Mission critical events can happen in your environment while you are away. Our alerting feature allows you to route those alerts to various destinations.
We support two types of alerts. (1) Event Alerts: alerts generated when an event happens in your account. (2) Threshold Alerts: alerts generated when a metric exceeds a designated threshold.
Both types of alerts support an alert policy. The policy ensures that a given alert can only be generated once during a defined window of time. For example, if the alert policy is set to 120 seconds, only one alert will be sent over a two-minute span, even if the alert has been independently triggered 100 times by a metric exceeding and then dropping beneath the same threshold again and again. Preventing such alerts from generating multiple times will keep your system orderly when a single alert would do. The generation of new alerts in this kind of scenario will stop until the alert triggers again within the next duration window.
Event Alerts are based on events that happen in your account. To help ensure that you only receive events of high importance, we provide filters. These filters are by:
- Category, that tells what the event is all about; e.g., “High Swap Activity”, “Disk Device Full”, etc. Categories are available as a filter in the Events Dashboard; check here for more information.
- Level (severity), out of info, warning or critical. This is also available as a filter in the Events Dashboard.
- Host name, refer to your Host List for a list of possible host names.
- Host tags, used to define groups of hosts. (See also how to filter by tag in the UI.)
The default settings will match on any event in your environment. If you find that these settings generate too many alerts, try applying filters. Filters are combined with an AND clause. For example:
if the host is “any” AND the level is “critical” AND the category is “Host stopped sending data”
would filter out all but “Host stopped sending data” events that are “critical” from any host in your environment.

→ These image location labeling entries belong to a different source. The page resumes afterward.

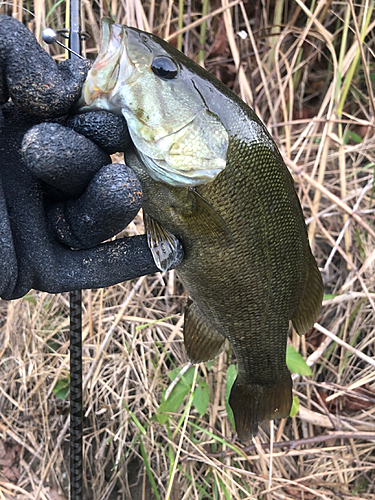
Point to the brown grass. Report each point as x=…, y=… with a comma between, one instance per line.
x=308, y=74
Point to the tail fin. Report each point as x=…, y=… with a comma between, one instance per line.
x=253, y=403
x=311, y=299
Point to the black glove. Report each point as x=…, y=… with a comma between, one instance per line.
x=69, y=195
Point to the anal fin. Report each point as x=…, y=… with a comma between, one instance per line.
x=254, y=402
x=202, y=341
x=164, y=246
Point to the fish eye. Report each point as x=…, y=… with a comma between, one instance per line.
x=164, y=67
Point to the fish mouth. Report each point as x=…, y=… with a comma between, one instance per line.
x=111, y=63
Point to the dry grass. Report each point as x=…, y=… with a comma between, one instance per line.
x=307, y=69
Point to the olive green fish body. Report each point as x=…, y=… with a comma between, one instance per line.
x=247, y=265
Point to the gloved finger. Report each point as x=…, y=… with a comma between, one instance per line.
x=31, y=77
x=106, y=129
x=62, y=158
x=66, y=270
x=111, y=201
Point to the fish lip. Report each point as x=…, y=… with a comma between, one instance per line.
x=103, y=76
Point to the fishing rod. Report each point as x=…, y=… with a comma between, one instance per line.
x=76, y=404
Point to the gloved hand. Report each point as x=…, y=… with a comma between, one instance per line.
x=68, y=195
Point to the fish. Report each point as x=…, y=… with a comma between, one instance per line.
x=214, y=179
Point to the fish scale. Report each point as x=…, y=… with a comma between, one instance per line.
x=248, y=266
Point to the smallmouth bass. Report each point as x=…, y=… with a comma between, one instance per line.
x=213, y=177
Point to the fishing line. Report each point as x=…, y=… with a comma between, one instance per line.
x=76, y=404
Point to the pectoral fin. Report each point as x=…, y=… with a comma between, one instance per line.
x=164, y=246
x=206, y=219
x=202, y=341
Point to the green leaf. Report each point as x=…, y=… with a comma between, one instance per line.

Threshold Alerts are based on metrics that exceed a designated threshold. The alert is generated when the metric crosses the threshold trigger value and has maintained that value for a defined duration of time. Once that duration of time has passed, the alert activates and a “Threshold Alert” event of a defined level generates. No further alerts will generate while the original alert remains in an active state. The active state will be cleared once the metric meets the reset value; from then on, new alerts can be generated. For a list of the metric categories, see here.
For example consider a user who sets a threshold alert on “os.cpu.loadavg” with a trigger value of “4” and a reset value of “2,” a duration of “5 seconds,” and an event level of “critical”. Let’s say “os.cpu.loadavg” spikes to a value of “7” and holds that value for “5 seconds”. The alert will be generated with a “Threshold Alert” event with level “critical”. Now consider that “os.cpu.loadavg” value drops to “3” and then rises back to “7” for another “5 seconds”. No new alert will be generated since its state is already active. Now consider that “os.cpu.loadavg” drops down to “1”, then goes back up to “7” for another 5 seconds. A new alert is generated since the metric went below the reset value the active state was cleared.